Bu yönüyle davanın yasal dayanağı 506 sayılı yasanın 79/10. maddesi ve ve 5510 sayılı Yasa’nın 86/9. maddesidir.
Ne var ki, birden fazla işveren hakkında aynı dava dilekçesi ile dava açılabilmesi için işverenler arasında zorunlu veya ihtiyari (isteğe bağlı) dava arkadaşlığının bulunması gerekir.
Zorunlu dava arkadaşlığı maddi hukukun (M.K., B.K., T.T.K) bir hakkın birden fazla kişi tarafından dava edilmesini veya birden fazla kişiye karşı dava açılmasını öngördüğü durumdur. Somut olayda, maddi yönden zorunlu dava arkadaşlığı bulunmadığı gibi şekli yönden dava arkadaşlığı da söz konusu değildir.

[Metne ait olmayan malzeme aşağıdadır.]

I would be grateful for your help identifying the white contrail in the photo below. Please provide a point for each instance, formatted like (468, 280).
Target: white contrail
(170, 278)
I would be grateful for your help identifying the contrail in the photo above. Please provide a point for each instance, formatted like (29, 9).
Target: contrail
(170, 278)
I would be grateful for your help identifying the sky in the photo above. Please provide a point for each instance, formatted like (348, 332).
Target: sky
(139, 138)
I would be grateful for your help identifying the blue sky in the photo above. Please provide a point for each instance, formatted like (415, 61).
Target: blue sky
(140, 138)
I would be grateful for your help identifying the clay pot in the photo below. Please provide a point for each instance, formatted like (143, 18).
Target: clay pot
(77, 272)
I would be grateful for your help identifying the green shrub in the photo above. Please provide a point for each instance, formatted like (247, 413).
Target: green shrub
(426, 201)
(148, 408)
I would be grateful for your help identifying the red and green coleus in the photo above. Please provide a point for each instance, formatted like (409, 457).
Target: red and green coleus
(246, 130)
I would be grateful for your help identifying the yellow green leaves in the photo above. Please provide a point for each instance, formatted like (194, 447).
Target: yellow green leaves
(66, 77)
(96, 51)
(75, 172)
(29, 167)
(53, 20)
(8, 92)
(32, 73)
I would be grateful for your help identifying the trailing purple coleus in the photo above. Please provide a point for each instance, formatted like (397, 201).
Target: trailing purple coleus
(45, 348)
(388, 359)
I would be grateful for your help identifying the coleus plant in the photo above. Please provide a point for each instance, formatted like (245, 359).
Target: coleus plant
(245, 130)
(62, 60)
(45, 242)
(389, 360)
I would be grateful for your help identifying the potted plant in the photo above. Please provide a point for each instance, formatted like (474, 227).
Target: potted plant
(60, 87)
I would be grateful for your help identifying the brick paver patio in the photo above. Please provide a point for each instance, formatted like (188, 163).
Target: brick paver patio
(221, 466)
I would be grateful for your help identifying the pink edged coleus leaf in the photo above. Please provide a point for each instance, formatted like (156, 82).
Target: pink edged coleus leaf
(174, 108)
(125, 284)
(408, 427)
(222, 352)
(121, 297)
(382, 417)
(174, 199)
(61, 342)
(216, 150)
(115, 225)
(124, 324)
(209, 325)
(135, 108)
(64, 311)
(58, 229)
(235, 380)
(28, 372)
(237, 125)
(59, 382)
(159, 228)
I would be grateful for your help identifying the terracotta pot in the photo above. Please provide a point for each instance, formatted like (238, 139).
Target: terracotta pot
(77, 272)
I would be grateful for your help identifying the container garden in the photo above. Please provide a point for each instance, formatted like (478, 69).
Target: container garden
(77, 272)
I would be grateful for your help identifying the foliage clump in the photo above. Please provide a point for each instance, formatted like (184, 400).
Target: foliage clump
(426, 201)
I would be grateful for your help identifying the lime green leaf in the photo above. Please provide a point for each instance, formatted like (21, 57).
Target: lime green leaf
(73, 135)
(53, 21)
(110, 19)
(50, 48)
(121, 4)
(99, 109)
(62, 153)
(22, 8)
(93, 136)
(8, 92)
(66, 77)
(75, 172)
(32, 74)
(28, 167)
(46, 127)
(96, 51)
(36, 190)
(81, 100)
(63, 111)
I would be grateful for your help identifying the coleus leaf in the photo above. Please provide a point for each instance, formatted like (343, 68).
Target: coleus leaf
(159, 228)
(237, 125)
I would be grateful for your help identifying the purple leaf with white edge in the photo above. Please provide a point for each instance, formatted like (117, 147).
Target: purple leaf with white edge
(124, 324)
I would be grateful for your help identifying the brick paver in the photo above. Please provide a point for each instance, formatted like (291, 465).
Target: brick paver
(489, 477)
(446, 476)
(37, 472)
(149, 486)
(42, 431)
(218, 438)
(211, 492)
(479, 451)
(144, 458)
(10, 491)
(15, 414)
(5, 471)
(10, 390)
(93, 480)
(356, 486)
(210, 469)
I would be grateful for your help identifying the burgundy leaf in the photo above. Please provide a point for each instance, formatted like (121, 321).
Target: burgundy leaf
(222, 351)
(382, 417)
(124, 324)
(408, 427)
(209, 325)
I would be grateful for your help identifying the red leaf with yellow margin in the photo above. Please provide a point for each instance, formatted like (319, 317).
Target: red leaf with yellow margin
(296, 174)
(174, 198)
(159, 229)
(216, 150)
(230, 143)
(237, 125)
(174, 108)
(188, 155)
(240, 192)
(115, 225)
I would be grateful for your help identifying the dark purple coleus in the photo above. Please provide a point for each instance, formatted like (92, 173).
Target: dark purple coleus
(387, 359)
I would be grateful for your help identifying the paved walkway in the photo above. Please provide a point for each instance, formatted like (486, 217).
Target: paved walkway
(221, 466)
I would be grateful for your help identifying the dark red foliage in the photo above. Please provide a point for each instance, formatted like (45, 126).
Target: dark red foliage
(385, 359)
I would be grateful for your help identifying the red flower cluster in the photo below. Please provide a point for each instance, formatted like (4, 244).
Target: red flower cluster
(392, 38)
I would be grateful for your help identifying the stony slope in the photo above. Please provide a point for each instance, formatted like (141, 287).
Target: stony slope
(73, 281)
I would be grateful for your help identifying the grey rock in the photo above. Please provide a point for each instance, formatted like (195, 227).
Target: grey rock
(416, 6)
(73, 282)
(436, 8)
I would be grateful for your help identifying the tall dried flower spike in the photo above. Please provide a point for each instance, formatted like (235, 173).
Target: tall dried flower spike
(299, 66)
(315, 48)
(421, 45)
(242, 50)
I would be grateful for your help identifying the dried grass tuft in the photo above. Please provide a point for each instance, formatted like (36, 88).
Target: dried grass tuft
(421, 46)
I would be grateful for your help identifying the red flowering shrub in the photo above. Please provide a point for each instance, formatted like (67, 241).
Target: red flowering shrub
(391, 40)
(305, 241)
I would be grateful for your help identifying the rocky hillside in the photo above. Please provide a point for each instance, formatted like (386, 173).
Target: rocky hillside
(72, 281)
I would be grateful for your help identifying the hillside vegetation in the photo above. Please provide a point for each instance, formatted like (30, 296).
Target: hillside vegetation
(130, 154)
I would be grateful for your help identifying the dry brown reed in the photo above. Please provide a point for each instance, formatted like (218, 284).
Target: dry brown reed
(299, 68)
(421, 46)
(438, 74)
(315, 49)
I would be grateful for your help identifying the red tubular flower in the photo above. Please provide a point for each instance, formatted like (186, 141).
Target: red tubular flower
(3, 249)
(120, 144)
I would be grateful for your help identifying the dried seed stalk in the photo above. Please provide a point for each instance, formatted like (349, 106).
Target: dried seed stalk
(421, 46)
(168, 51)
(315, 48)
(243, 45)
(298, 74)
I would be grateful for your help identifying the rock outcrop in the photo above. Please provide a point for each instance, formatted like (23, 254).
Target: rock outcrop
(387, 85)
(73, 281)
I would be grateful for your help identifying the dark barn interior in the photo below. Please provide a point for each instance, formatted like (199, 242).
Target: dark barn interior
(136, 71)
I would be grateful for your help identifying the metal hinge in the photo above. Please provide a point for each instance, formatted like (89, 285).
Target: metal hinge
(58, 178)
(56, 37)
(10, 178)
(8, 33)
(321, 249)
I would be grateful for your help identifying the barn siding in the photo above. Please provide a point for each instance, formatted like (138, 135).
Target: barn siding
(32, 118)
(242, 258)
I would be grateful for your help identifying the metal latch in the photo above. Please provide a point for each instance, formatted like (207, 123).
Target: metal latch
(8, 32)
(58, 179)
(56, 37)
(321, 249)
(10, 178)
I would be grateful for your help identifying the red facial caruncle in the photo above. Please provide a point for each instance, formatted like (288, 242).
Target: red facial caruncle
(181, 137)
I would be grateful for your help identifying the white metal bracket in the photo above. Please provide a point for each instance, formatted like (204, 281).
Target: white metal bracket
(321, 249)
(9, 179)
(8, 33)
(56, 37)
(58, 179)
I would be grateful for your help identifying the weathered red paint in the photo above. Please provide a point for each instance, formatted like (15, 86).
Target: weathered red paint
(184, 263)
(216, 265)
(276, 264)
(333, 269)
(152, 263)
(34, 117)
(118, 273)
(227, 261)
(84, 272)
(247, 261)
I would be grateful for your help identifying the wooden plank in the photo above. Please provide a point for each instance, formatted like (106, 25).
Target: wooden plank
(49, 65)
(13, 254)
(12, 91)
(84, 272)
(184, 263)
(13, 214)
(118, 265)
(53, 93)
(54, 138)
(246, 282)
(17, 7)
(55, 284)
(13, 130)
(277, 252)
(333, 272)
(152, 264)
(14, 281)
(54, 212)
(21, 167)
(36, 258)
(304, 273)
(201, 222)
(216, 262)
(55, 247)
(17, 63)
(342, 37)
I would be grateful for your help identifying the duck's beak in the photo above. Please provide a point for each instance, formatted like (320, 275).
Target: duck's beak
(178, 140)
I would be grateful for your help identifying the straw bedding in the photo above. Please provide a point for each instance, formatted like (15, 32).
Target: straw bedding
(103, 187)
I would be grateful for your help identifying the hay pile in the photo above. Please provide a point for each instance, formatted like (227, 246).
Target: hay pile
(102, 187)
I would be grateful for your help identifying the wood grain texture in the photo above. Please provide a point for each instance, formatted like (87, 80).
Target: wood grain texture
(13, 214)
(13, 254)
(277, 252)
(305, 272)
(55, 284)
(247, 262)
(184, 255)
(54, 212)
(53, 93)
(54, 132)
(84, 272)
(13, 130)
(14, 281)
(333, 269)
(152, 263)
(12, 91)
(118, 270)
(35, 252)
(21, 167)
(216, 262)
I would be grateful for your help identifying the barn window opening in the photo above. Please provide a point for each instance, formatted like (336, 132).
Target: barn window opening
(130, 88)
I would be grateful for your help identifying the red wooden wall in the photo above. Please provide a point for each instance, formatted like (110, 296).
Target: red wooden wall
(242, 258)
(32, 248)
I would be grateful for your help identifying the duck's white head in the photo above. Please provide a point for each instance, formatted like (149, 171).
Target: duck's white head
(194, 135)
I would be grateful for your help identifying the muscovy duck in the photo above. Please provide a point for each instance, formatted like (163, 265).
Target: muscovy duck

Öte yandan, zorunlu dava arkadaşlığı dışında kalan ihtiyari (isteğe bağlı) dava arkadaşlığının mümkün olduğu haller H.M.K.’nun 57.maddesinde a) dava konusu hak veya borcun ortak olması b) borçluların ortak bir işlem (örneğin sözleşme) ile birden çok kişi yararına borç yüklenmiş olması c) davanın aynı nedenden doğması olarak sayılmıştır. Somut olayda, davalı işverenler arasında anılan maddede öngörülen nitelikte ihtiyari (isteğe bağlı) dava arkadaşlığı da bulunmamaktadır.
Bu durumda, davalı işverenler arasında zorunlu veya ihtiyari dava arkadaşlığı bulunmadığından, H.M.K.’nun 57. maddesi uyarınca davaların ayrılmasına karar verilmesi gerekirken birlikte görülerek yazılı şekilde hüküm kurulması usul ve yasaya aykırı olup bozmayı gerektirir. Yargıtay Hukuk Genel Kurulu’nun 2007/21-255 Esas ve 2007/260 Karar sayılı ve 09.05.2007 tarihli kararı da bu yöndedir.
O halde davacı vekilinin bu yönleri amaçlayan temyiz itirazları kabul edilmeli ve karar bozulmalıdır.
SONUÇ: Hükmün yukarıda açıklanan nedenlerle BOZULMASINA, temyiz harcının istek halinde davacıya iadesine, 20/03/2014 gününde oybirliğiyle karar verildi.